Several health care consultants told Crain's that the Advocate Aurora Beaumont merger is completed the new system most likely would first adopt the managed care strategy in Michigan that Advocate Aurora has developed with the Illinois Blues.
In Illinois, Advocate Aurora has a two-year partnership with Blue Cross called BlueCare Direct with Advocate with 28,000 members, said Rick Klein, Advocate's chief business development officer. It is a global risk capitated product in a narrow provider network that features Advocate's doctors and hospitals in the Illinois counties of Cook, DuPage, Kane, Lake and Will.
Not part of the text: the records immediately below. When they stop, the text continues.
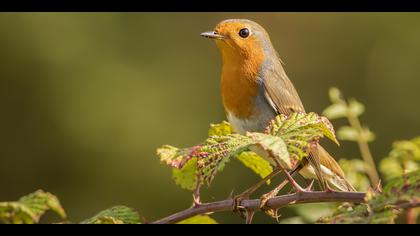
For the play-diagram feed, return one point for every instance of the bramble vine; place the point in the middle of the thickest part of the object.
(288, 139)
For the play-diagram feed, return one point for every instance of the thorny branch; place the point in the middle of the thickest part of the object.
(254, 204)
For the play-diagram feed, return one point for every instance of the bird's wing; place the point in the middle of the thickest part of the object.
(283, 97)
(280, 92)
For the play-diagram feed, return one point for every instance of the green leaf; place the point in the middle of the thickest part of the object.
(223, 128)
(216, 151)
(174, 156)
(301, 131)
(356, 108)
(115, 215)
(256, 163)
(288, 139)
(335, 111)
(30, 208)
(403, 158)
(186, 177)
(274, 146)
(199, 219)
(356, 173)
(380, 208)
(347, 133)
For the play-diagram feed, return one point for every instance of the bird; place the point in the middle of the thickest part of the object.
(255, 89)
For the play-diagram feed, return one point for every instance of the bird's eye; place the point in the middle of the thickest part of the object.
(244, 32)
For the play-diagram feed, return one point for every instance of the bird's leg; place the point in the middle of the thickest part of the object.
(196, 193)
(265, 197)
(309, 188)
(328, 189)
(247, 193)
(294, 184)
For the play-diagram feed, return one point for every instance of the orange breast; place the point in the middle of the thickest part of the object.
(239, 85)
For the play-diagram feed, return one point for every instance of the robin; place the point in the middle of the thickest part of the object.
(255, 89)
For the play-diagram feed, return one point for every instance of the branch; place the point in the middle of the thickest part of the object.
(254, 205)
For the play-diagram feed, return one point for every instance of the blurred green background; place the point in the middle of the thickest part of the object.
(86, 98)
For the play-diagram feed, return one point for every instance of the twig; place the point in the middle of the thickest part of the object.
(254, 205)
(364, 149)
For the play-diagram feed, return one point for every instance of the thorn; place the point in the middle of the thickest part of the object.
(231, 194)
(378, 187)
(309, 188)
(249, 216)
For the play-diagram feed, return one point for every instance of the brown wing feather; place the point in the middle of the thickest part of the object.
(284, 98)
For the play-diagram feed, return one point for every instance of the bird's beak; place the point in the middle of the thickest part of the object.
(212, 35)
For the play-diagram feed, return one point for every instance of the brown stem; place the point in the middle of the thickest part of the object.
(274, 203)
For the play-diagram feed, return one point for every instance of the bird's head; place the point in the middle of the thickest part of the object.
(240, 38)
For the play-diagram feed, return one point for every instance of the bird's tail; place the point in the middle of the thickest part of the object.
(331, 172)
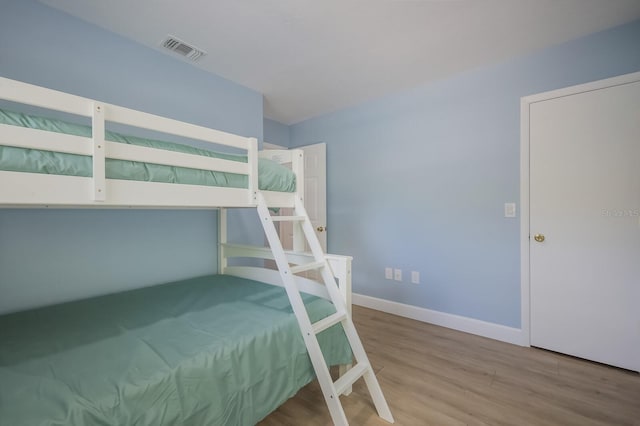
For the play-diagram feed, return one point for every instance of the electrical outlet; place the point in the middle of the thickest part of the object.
(388, 273)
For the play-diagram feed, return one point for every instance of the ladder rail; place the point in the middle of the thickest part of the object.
(331, 390)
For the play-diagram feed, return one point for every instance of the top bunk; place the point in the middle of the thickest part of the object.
(79, 152)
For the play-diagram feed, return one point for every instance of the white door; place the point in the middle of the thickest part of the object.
(585, 203)
(315, 189)
(315, 198)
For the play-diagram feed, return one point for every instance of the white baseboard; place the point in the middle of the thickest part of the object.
(456, 322)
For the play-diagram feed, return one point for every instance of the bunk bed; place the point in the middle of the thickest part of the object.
(221, 350)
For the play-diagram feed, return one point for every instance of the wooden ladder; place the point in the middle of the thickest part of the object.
(362, 368)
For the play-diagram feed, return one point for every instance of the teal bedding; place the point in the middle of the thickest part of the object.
(214, 350)
(271, 175)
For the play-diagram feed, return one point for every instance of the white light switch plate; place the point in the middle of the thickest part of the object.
(509, 209)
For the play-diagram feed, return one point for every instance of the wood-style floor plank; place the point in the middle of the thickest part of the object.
(432, 375)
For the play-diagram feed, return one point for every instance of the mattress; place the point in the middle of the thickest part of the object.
(214, 350)
(271, 175)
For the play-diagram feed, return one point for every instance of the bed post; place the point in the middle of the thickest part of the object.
(97, 132)
(222, 240)
(297, 165)
(252, 158)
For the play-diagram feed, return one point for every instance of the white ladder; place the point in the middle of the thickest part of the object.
(362, 368)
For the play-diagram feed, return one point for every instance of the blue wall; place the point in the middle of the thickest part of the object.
(277, 133)
(418, 180)
(48, 256)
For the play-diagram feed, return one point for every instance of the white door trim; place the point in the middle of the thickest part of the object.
(525, 104)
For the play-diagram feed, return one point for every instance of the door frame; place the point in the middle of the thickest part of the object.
(525, 103)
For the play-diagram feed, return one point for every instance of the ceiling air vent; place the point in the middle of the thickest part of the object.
(183, 49)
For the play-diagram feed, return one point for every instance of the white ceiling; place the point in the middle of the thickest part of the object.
(313, 57)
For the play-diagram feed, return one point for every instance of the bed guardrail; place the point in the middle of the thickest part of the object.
(100, 150)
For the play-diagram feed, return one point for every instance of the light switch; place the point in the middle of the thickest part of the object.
(509, 209)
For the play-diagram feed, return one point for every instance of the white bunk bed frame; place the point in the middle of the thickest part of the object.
(36, 190)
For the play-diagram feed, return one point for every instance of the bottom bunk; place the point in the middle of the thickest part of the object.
(214, 350)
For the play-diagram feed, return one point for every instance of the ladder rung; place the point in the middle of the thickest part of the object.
(307, 267)
(287, 218)
(350, 377)
(327, 322)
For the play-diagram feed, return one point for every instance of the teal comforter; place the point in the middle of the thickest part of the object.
(271, 175)
(215, 350)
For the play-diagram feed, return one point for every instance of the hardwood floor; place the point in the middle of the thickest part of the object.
(436, 376)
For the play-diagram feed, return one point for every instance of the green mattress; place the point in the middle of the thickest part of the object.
(271, 175)
(214, 350)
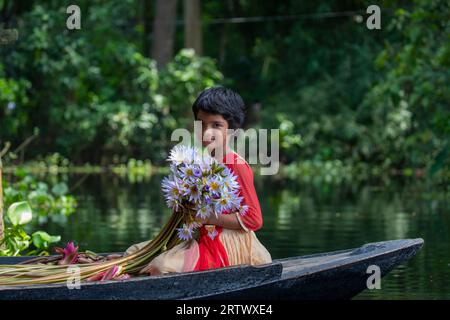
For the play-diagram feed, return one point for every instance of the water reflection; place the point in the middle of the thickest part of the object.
(298, 219)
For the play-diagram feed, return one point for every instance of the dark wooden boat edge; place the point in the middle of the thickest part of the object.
(332, 275)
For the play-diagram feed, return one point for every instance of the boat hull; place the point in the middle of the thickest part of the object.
(334, 275)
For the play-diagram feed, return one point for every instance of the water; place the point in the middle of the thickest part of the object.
(299, 219)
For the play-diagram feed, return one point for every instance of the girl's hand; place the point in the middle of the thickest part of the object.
(210, 220)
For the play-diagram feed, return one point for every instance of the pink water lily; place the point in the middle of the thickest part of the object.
(69, 254)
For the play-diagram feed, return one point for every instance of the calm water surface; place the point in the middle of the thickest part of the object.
(299, 219)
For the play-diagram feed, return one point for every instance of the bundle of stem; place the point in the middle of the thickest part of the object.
(28, 274)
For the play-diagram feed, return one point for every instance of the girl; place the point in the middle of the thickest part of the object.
(219, 109)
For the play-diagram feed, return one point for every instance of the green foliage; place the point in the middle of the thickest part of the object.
(46, 202)
(336, 90)
(16, 241)
(93, 93)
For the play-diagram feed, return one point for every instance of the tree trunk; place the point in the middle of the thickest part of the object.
(193, 25)
(146, 17)
(2, 227)
(163, 31)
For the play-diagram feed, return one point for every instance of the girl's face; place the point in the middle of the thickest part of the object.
(214, 132)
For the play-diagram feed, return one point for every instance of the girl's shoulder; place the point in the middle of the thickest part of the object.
(237, 163)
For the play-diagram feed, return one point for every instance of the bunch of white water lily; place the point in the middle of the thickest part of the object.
(199, 186)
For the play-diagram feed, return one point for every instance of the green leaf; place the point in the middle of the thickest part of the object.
(60, 189)
(19, 213)
(42, 239)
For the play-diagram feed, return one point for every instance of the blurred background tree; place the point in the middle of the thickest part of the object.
(337, 91)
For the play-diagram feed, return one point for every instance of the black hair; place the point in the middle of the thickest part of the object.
(223, 101)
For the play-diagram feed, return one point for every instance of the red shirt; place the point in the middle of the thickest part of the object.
(212, 253)
(252, 220)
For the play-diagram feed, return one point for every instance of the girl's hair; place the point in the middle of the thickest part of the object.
(223, 101)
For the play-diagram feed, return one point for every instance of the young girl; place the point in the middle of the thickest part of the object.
(219, 109)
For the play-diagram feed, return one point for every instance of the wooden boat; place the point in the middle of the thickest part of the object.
(333, 275)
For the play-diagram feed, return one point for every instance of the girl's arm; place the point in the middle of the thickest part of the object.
(228, 221)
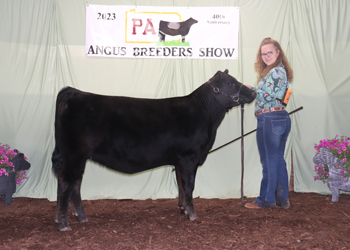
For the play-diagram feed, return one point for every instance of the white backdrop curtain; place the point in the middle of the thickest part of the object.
(42, 49)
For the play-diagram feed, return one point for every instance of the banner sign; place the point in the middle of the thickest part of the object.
(162, 32)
Advocate also has a risk capitated contract called Blue Precision HMO on the Obamacare insurance exchange in Illinois that covers 30,000 lives, Klein said.
"In the Chicago area, Blue Cross Blue Shield of Illinois is the dominant payer. None of the payers in Wisconsin has the same level of market share," Baumgarten said. "If Advocate wants to do more value-based contracting, Blue Cross will agree. The academic medical centers in the Chicago area are probably seen as higher quality than Advocate but are also seen as expensive."
Overall, Advocate Aurora has 1.23 million patients under shared-savings, shared-risk and capitated contracts, primarily in Illinois with 900,000 members and 300,000 in Wisconsin, Klein said.
In Wisconsin, Advocate Aurora has a joint venture partnership with Anthem called the Wisconsin Collaborate Insurance Co. The WCIC Well Priority narrow network plan contracts with 500 employers and individuals in risk-based arrangements with 80,000 total lives, including some of the system's employees and legacy Anthem members, Klein said.
Advocate Aurora also filed papers with the state of Wisconsin to acquire a 15 percent interest in Quartz Health Plan Inc. with the intention of introducing a Medicare Advantage HMO in eastern Wisconsin in 2021. Quartz is also owned by three other health systems.
Wisconsin insurance department filings indicate Advocate Aurora plans to increase its 15 percent equity share in additional investment rounds. Klein declined to comment for competitive reasons.
Skogsbergh told Crain's done of the advantages of operating in multiple states is that Advocate Aurora can test managed care strategies in various markets to see how well they work.
Two sources told Crain's they expect Advocate Aurora's long-term strategy to include joint ventures with payers in Illinois, and possibly in Michigan, or purchasing health plans in those states, citing as one reason the J.P. Morgan conference presentation.
Carrie Espinosa, a benefit broker and employee benefit consultant with Horizon Benefit Services in Illinois, said Advocate Aurora is aggressively moving toward expanding risk-based arrangements where the less the system pays out for care the more profit it retains.
"Advocate is doing a great job doing with value-based care, but their (Medicare) accountable care organization model and value-based (commercial ACO) model with BlueCare Direct are closely aligned," Espinosa said. "You have more control over patient actions and care delivery" in a narrow network.